Essentially, no, what you're suggesting is a really poor choice for the gate count and numbers of execution units in a Jaguar. The most expensive parts are the ROBs and their associated bypass networks between the execution units. Doubling that combinatorial complexity would probably lead to a much larger, hotter single core that wouldn't clock nearly as fast (or have so many pipeline stages that branches are way more expensive (aka the netburst model)).

> And you can note the "such as" in the summary, even. That is an expansive term, meaning "including but not limited to".

Well, except that I argue it doesn't include those at all; shared L2 is extremely common, and shared FPU is common enough that people don't really bat an eye at it.

> If you feel that was not addressed in the lawsuit and it was incorrectly settled... please cite.

I'm going off your own citation. If you feel that after that these were brought up in the court case itself you're more than welcome to cite another example (ideally not a literal tabloid, but keeping the standards of the court documents you cited before).

> With AMD, "cores" that have to alternate their datapath on every other cycle are pretty damn bottlenecked and that's not what consumers generally think of as "independent cores".

That's not how these work.
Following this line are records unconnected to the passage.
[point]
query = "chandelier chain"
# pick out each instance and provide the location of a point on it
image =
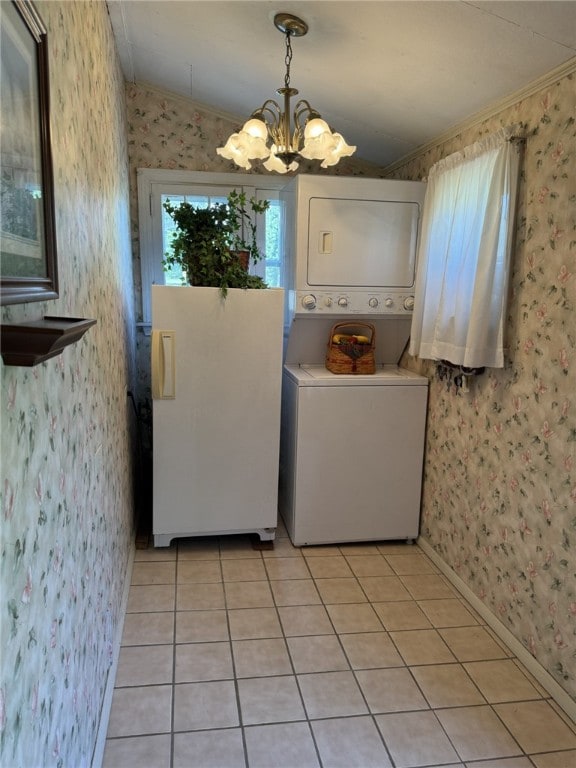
(288, 60)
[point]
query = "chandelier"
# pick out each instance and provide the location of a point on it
(268, 134)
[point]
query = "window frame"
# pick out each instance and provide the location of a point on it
(153, 182)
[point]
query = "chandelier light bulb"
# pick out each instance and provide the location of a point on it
(269, 134)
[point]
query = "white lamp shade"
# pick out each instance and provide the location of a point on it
(256, 128)
(319, 147)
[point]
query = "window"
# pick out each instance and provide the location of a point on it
(464, 255)
(156, 226)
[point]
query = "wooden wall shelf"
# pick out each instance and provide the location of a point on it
(34, 342)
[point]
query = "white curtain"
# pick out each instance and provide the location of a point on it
(464, 254)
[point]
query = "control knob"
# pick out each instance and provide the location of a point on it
(409, 303)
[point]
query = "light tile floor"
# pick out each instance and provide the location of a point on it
(346, 656)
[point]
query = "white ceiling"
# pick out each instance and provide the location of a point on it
(390, 75)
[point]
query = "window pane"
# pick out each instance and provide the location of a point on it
(175, 275)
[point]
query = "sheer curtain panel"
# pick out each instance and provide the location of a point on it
(464, 254)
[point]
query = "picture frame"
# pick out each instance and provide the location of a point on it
(28, 255)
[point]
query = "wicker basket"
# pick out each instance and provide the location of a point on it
(346, 354)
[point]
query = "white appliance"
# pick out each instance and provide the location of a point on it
(351, 245)
(352, 446)
(216, 379)
(352, 454)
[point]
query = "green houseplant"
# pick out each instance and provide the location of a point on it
(214, 245)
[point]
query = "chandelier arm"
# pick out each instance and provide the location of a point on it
(304, 107)
(270, 108)
(309, 137)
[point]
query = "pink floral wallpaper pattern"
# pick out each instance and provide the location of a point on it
(65, 477)
(499, 501)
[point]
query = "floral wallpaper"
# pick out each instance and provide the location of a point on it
(499, 501)
(65, 485)
(169, 131)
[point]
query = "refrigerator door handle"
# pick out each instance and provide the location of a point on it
(163, 345)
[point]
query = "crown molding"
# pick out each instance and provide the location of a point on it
(556, 74)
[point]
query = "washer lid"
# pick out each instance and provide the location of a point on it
(320, 376)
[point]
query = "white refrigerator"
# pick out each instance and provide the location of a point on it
(216, 388)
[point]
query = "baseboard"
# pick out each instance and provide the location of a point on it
(563, 699)
(98, 754)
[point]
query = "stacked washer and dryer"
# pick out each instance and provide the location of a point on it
(352, 445)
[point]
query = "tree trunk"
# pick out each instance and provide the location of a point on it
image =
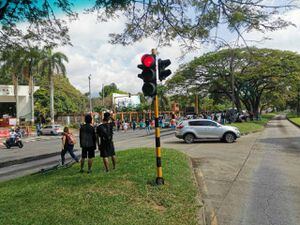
(51, 86)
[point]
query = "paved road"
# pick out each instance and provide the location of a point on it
(254, 181)
(50, 146)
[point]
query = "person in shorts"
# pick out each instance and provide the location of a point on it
(87, 138)
(68, 142)
(105, 141)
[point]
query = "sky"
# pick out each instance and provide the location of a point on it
(92, 54)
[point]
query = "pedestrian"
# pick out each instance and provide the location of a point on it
(87, 137)
(105, 141)
(133, 125)
(68, 142)
(118, 124)
(125, 126)
(147, 126)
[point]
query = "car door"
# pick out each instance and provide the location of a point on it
(198, 127)
(212, 129)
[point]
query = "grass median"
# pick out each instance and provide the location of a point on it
(254, 126)
(123, 196)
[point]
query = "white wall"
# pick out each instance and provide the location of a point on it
(7, 95)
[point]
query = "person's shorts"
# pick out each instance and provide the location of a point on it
(88, 153)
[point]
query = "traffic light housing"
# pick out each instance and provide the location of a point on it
(148, 75)
(162, 72)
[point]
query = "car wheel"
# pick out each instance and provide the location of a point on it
(20, 144)
(189, 138)
(229, 137)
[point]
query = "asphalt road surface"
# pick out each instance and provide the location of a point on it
(254, 181)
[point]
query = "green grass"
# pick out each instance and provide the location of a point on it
(123, 196)
(254, 126)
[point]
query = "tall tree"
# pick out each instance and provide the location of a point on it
(258, 73)
(192, 21)
(51, 64)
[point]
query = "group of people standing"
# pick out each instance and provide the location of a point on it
(89, 139)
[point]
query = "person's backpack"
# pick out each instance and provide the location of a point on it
(71, 139)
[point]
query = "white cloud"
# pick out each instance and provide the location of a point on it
(92, 54)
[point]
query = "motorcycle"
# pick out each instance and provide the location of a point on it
(17, 142)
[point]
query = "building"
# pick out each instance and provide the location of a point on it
(8, 107)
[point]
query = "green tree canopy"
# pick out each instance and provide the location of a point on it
(257, 74)
(192, 21)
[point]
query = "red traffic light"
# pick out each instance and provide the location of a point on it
(148, 60)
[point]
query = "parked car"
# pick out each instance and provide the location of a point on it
(52, 130)
(193, 129)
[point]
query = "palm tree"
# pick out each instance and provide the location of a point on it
(52, 64)
(12, 63)
(30, 67)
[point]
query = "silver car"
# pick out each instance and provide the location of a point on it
(190, 130)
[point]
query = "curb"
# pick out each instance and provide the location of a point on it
(207, 215)
(30, 158)
(297, 125)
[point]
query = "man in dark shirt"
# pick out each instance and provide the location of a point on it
(105, 141)
(87, 138)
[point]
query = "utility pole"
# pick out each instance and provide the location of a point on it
(91, 108)
(159, 178)
(102, 94)
(298, 100)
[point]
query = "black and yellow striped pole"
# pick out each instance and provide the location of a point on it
(159, 178)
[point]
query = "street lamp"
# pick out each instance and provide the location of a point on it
(91, 108)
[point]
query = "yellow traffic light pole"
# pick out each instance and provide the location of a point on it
(159, 178)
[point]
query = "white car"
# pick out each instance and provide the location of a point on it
(190, 130)
(52, 130)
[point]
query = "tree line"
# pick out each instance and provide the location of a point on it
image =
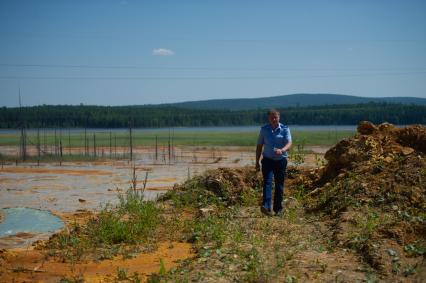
(81, 116)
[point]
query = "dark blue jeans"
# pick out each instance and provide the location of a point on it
(275, 168)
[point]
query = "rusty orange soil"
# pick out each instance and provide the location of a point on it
(27, 170)
(33, 265)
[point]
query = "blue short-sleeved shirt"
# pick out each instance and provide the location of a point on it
(271, 139)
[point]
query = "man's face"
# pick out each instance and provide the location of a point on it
(274, 119)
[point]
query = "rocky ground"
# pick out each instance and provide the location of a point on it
(361, 217)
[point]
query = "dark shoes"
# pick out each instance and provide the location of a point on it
(269, 212)
(266, 211)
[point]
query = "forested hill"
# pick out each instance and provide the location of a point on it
(167, 116)
(293, 100)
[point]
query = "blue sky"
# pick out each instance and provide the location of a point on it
(128, 52)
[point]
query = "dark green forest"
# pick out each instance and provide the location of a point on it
(169, 116)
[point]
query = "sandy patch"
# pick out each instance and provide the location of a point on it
(35, 266)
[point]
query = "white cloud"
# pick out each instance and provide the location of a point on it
(162, 52)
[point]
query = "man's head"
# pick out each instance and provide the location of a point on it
(274, 117)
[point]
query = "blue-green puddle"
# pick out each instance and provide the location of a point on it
(28, 220)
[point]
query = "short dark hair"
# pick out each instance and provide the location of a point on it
(273, 111)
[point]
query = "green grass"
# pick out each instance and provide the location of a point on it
(133, 221)
(189, 138)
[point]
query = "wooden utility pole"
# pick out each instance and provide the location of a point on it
(131, 143)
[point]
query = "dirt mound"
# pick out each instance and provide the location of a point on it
(373, 188)
(228, 185)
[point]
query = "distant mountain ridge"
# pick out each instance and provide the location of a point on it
(293, 100)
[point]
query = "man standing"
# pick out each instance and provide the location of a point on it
(276, 140)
OoO Cores are rarely cranking away their frontends at full tilt, instead they tend to work in batches filling up a ROB with work that will then be executed as memory dependencies are resolved. The modern solution to taking advantage of that is to aggressively downclock the front end when not being used to save power, but I can see the idea of instead keeping it clocked with the rest of the logic and simply sharing it between two backends as a valid option.